Anthony Atkielski atkielski.anthony at wanadoo.fr
Sun Feb 13 13:07:40 GMT 2005


Ramiro Aceves writes:

> How can I trust on a company that creates such a bad OSes?

Most companies that write operating systems don't do a very good job of
it on the first few tries.  The older Mac OS (the one that preceded Mac
OS X) was of the same generation as 16-bit Windows 3.x, and had the same
defects.  That doesn't mean that Apple was "untrustworthy," only that it
couldn't afford to build a new OS from scratch.

Today, most operating systems are a net loss financially.  You have to
depend on the peripheral effects of the OS to make up for the loss of
creating it.

> My girlfriend has got WinXP professional (is it sopoessed to be NT
> base, is not it?) and from time to time she calls to me horrified to
> say that she has a new problem with her machine: viruses, spyware,
> malware, things that suddenly stop working, etc. I start trembling
> each time it happens. :-/

You need to change girlfriends, not operating systems.  If she would
stop clicking on e-mail attachments, reading HTML e-mail, visiting
questionable sites, and so on, she would not have problems with viruses,
spyware, or anything else.  These things do not ship with the OS.
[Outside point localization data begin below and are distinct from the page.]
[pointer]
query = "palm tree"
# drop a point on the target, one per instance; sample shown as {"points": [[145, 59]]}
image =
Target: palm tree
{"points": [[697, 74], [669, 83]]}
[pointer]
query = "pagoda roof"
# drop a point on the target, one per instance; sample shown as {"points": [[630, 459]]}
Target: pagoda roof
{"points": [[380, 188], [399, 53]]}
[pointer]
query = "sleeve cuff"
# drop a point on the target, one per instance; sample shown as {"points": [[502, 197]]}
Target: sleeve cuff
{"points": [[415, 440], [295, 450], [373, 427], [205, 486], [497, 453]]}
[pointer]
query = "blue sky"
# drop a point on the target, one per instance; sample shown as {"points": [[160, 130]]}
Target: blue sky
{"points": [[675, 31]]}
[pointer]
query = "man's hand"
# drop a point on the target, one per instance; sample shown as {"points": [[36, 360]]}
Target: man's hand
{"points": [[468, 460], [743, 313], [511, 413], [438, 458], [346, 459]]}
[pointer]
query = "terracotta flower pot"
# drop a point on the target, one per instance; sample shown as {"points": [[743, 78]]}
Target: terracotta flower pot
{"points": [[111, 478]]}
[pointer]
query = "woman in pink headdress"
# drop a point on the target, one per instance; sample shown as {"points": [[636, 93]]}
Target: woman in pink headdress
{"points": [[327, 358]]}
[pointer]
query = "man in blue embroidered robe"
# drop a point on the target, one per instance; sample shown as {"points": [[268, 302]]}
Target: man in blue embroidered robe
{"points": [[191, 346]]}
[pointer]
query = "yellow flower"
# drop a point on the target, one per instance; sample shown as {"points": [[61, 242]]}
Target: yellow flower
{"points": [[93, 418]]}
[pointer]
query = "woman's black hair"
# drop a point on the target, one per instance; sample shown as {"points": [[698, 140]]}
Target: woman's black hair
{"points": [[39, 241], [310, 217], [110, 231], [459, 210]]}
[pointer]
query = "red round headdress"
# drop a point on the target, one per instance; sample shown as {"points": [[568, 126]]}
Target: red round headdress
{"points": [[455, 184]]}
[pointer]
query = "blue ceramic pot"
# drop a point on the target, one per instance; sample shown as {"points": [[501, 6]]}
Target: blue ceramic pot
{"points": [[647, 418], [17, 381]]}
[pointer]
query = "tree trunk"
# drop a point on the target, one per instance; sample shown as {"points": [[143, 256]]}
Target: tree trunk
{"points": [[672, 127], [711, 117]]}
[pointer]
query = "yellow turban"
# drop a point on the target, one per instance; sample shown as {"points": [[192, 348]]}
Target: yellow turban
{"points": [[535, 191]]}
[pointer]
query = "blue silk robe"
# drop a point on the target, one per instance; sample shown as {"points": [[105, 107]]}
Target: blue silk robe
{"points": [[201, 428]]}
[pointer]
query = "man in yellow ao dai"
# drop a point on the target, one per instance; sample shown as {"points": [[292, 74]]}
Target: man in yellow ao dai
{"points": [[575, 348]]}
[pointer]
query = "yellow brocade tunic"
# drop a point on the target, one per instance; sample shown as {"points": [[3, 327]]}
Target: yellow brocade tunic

> We have to live with that.

No, we don't.  Some of us just skip the GUI and run more stable and
secure systems in consequence.  Servers don't need GUIs.

> Linux and FreeBSD do it perfectly, as it have the same software
> collection.

Good.

> If the Winbugs were well designed that should not happen.

Exactly the same thing was happening long before Microsoft ever existed.

> For me Linux/FreeBSD works, why should I use Windows?

You should use whatever works.  But for most people, the things they
wish to do require Windows.

> Windows is not free, I have to pay money and I do not have the source
> code.

That's true for most of the world's software.  Writing it all off
because it's not free and you can't look at source is an extreme and
unnecessary sacrifice in most environments.

> Why should I pay for software that it is a like a "black box",
> when I can use great free OSes?

Because it does what you require?

> I can not afford paying a license for every piece of software I use.

Some licenses are really cheap.  I believe the record for low cost in my
case was $5 for a shareware product.

> How can I use the GIMP, xcircuit, pcb without a GUI ?

Well, you can just use _equivalents_, just as people suggest to me when
I point out the necessity of Windows.